In the first few weeks of the Arizona Legislature’s 2014 session, lawmakers have submitted a series of bills that range from the ridiculous and insulting to crushingly cynical attempts to strip power from the people. Here are, sadly, but a few examples.

You thought you broke only immigration law

Taking a break from the investigation into President Obama’s birth, Rep. Carl Seel, R-Phoenix, has proposed HB 2192, a bill that would make it a misdemeanor on first offense and a felony thereafter for any person who is in the country illegally to use a public resource.

Although an argument could be made on who should and should not receive public benefits, the bill defines a public resource to include “driving on a public road or highway, accepting any public benefit, attending a public school or using the services of any public entity in this state.”

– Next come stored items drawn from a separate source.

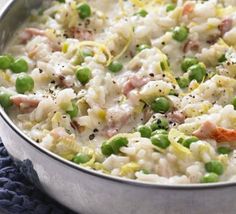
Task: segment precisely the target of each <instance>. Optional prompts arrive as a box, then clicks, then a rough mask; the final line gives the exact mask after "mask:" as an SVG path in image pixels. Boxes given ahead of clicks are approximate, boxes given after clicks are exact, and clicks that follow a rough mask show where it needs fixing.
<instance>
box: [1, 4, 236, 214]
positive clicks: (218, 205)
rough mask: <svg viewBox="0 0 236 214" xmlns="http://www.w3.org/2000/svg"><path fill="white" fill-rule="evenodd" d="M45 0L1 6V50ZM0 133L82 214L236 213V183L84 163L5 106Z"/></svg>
mask: <svg viewBox="0 0 236 214" xmlns="http://www.w3.org/2000/svg"><path fill="white" fill-rule="evenodd" d="M0 1H3V0H0ZM40 2H42V1H34V0H31V1H30V0H28V1H23V0H16V1H12V0H8V1H5V2H4V3H6V5H8V6H7V7H6V8H5V10H4V11H5V12H4V13H3V14H2V12H0V44H1V50H3V48H4V45H5V44H6V42H7V40H8V39H10V38H11V37H12V36H14V34H15V30H16V29H17V27H18V26H19V25H20V24H21V23H22V22H23V20H24V18H25V17H26V16H27V14H29V10H30V9H31V8H33V7H35V6H36V5H37V4H39V3H40ZM0 135H1V137H2V139H3V142H4V144H5V146H6V148H7V150H8V151H9V153H10V154H11V155H12V156H13V157H15V158H17V159H19V160H26V159H30V160H31V161H32V163H33V166H34V169H35V170H36V171H37V174H38V177H39V180H40V182H41V185H42V187H43V189H44V190H45V191H46V192H47V193H48V194H49V195H51V196H52V197H53V198H55V199H56V200H58V201H59V202H61V203H62V204H64V205H66V206H68V207H70V208H71V209H73V210H75V211H76V212H80V213H82V214H124V213H125V214H146V213H147V214H172V213H173V214H185V213H186V214H208V213H209V214H211V213H214V214H223V213H225V214H235V213H236V211H235V209H236V203H235V202H234V201H235V196H236V193H235V192H236V185H235V184H232V183H223V184H216V185H214V184H212V185H208V186H203V185H189V186H166V185H155V184H144V183H139V182H135V181H130V180H125V179H120V178H113V177H111V176H106V175H102V174H98V173H96V172H94V171H90V170H87V169H83V168H80V167H78V166H76V165H74V164H72V163H70V162H68V161H66V160H63V159H62V158H60V157H57V156H56V155H54V154H52V153H50V152H49V151H46V150H44V149H42V148H40V147H38V145H37V144H36V143H35V142H33V141H32V140H30V139H29V138H28V137H27V136H25V135H24V134H23V133H22V132H21V131H20V130H19V129H18V128H16V126H15V125H14V124H13V123H12V122H11V121H10V119H9V118H8V117H7V115H6V114H5V113H4V111H3V110H2V109H1V108H0Z"/></svg>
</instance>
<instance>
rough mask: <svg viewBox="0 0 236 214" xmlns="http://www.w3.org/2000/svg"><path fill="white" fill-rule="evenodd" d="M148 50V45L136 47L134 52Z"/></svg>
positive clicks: (148, 47) (140, 51)
mask: <svg viewBox="0 0 236 214" xmlns="http://www.w3.org/2000/svg"><path fill="white" fill-rule="evenodd" d="M150 48H151V46H150V45H147V44H142V45H138V46H137V49H136V50H137V52H141V51H143V50H145V49H150Z"/></svg>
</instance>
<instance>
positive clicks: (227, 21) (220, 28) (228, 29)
mask: <svg viewBox="0 0 236 214" xmlns="http://www.w3.org/2000/svg"><path fill="white" fill-rule="evenodd" d="M232 27H233V20H232V19H224V20H223V21H222V22H221V23H220V24H219V26H218V29H219V31H220V33H221V36H224V34H225V33H226V32H228V31H230V30H231V29H232Z"/></svg>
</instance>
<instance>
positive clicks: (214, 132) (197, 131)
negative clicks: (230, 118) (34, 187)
mask: <svg viewBox="0 0 236 214" xmlns="http://www.w3.org/2000/svg"><path fill="white" fill-rule="evenodd" d="M193 135H194V136H196V137H198V138H199V139H201V140H205V139H214V140H216V141H217V142H234V141H236V130H234V129H226V128H222V127H219V126H217V125H215V124H214V123H212V122H210V121H205V122H204V123H203V124H202V125H201V127H200V128H199V129H198V130H196V131H195V132H193Z"/></svg>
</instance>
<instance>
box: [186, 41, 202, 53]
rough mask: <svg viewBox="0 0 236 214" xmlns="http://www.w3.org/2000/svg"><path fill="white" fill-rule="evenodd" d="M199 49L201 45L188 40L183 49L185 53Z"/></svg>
mask: <svg viewBox="0 0 236 214" xmlns="http://www.w3.org/2000/svg"><path fill="white" fill-rule="evenodd" d="M199 47H200V44H199V42H198V41H194V40H188V41H187V42H186V43H185V45H184V47H183V52H184V53H187V52H188V51H198V50H199Z"/></svg>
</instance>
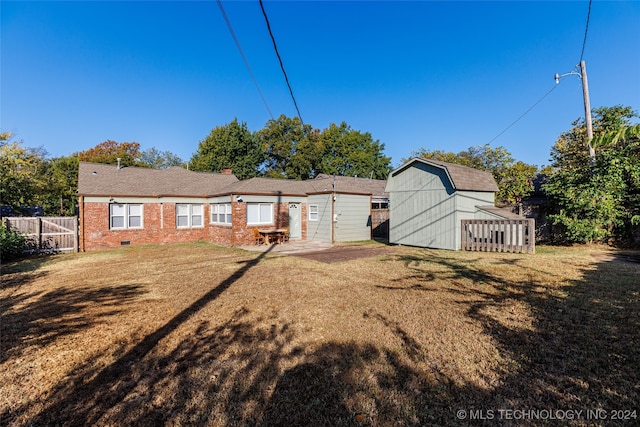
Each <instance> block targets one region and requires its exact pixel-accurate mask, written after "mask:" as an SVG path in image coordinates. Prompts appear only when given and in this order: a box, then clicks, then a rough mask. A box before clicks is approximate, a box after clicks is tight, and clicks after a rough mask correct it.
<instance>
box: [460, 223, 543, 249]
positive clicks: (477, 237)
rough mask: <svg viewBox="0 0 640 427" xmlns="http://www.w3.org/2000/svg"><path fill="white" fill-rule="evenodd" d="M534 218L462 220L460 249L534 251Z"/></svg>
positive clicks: (534, 231)
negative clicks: (489, 219)
mask: <svg viewBox="0 0 640 427" xmlns="http://www.w3.org/2000/svg"><path fill="white" fill-rule="evenodd" d="M535 245H536V238H535V220H534V219H531V218H522V219H495V220H486V219H465V220H462V249H464V250H467V251H485V252H528V253H531V254H532V253H535V250H536V246H535Z"/></svg>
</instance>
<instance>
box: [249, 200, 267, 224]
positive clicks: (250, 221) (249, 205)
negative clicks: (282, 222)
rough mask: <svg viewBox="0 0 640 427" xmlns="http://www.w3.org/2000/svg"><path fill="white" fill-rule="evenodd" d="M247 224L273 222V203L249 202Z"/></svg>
mask: <svg viewBox="0 0 640 427" xmlns="http://www.w3.org/2000/svg"><path fill="white" fill-rule="evenodd" d="M247 224H248V225H267V224H268V225H271V224H273V203H247Z"/></svg>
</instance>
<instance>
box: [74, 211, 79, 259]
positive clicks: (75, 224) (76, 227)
mask: <svg viewBox="0 0 640 427" xmlns="http://www.w3.org/2000/svg"><path fill="white" fill-rule="evenodd" d="M78 228H79V223H78V217H77V216H74V217H73V251H74V252H78V237H79V236H80V233H79V232H78Z"/></svg>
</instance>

With such a broad definition, if you’re in the country illegally it would be a crime to take the bus to school, but that’s probably a good thing since you couldn’t take a shower either.

Freedom to discriminate

Sen. Steve Yarbrough, R-Chandler, and other representatives are responsible for bills (SB 1062/HB 2153) that would allow anyone to ignore the law and discriminate at will if that will is the Lord’s.

The bill would permit businesses to deny service to anyone if that denial is based on religious reasons.

If you don’t want two men staying in your hotel because they look gay, you’re OK. If you’re a Scientologist and don’t want to serve psychologists in your restaurant, feel free. It’s all covered as long as there are other service providers — heathens, no doubt — who will have your business.

Unfortunately, and this seems to be a theme, the language in the bill is so broad that it could justify ignoring almost every law in the state if it interferes with a person’s free exercise of religion.

I’m looking at you, Tucson

From the bill: “The Legislature finds that the taxing, spending, regulatory, eminent domain, planning and zoning authority that is granted to municipalities may encourage the exercise of local governmental power that is threatening …” to the Legislature (not from the bill).

SB 1161 would allow municipalities to voluntarily adopt “streamlined local government policies” that would not be threatening to “genuine public health, safety and welfare, frustrating to economic development, inimical to fiscal responsibility, as well as overly centralized, bureaucratic, intrusive and politicized.”

What municipality would voluntarily give up its power to enact reasonable ordinances or laws over to a set of enforceable “best practices” imposed by the Legislature? The bill makes no sense unless it comes with a future push to make these “streamlined policies” obligatory. Another instance of legislators making home rule the best option until it’s not.

More a change of
tack than heart

The briefest of the bills discussed here and also the most insidious. HB 2196 would repeal the provisions of HB 2305, which included increasing signature requirements for minor parties to get candidates on the ballot, limiting who can take an early ballot to a polling place and imposing stricter requirements on groups sponsoring initiatives.

The Republican-proposed bill does not mean the party has seen the error of its ways and decided to remove these voter suppression measures. On the contrary. It is a contemptuous attempt to circumvent voters after a petition drive put the question on whether to repeal HB 2305 on the ballot.

The big idea is to eliminate HB 2035, rendering its appearance on the ballot moot, and then pass the same measures individually, which would make it much harder to put them on a future ballot.

Guns! Guns! Guns!

Included among the worst, and most unnecessary, bills extending gun owner “rights” are: HB 2186, which allows teachers at community colleges to carry concealed weapons on campus; HB 2338, which would increase the penalty on those who try to take a gun from someone who is legally carrying it; HB 2412, which would bring guns into schools through the school safety designee program; and HB 2337, which requires law enforcement officers to have “probable cause” before they ask if someone is carrying a gun.

Laugh or cry

While it’s easy to make fun of some of these bills and the legislators who sponsor them — as it certainly seems they’re mocking us when they propose them — their clear disregard for compromise and sensible measures makes it difficult not to think of the Legislature as a joke.

A particularly cruel one where the punch line is an underfunded education system, roads that are falling apart, a stalled economy and an armed everyone, everywhere.

We deserve better representation. It’s difficult not to be partisan when almost every piece of questionable legislation comes from a lawmaker with an R after his or her name, but a Democrat-controlled Legislature is not necessarily the answer.

Reasonable Republicans and Democrats must work together to take back control. They should get down to the business of clear-eyed governance that would make Arizona a model for other states and not a national laughingstock.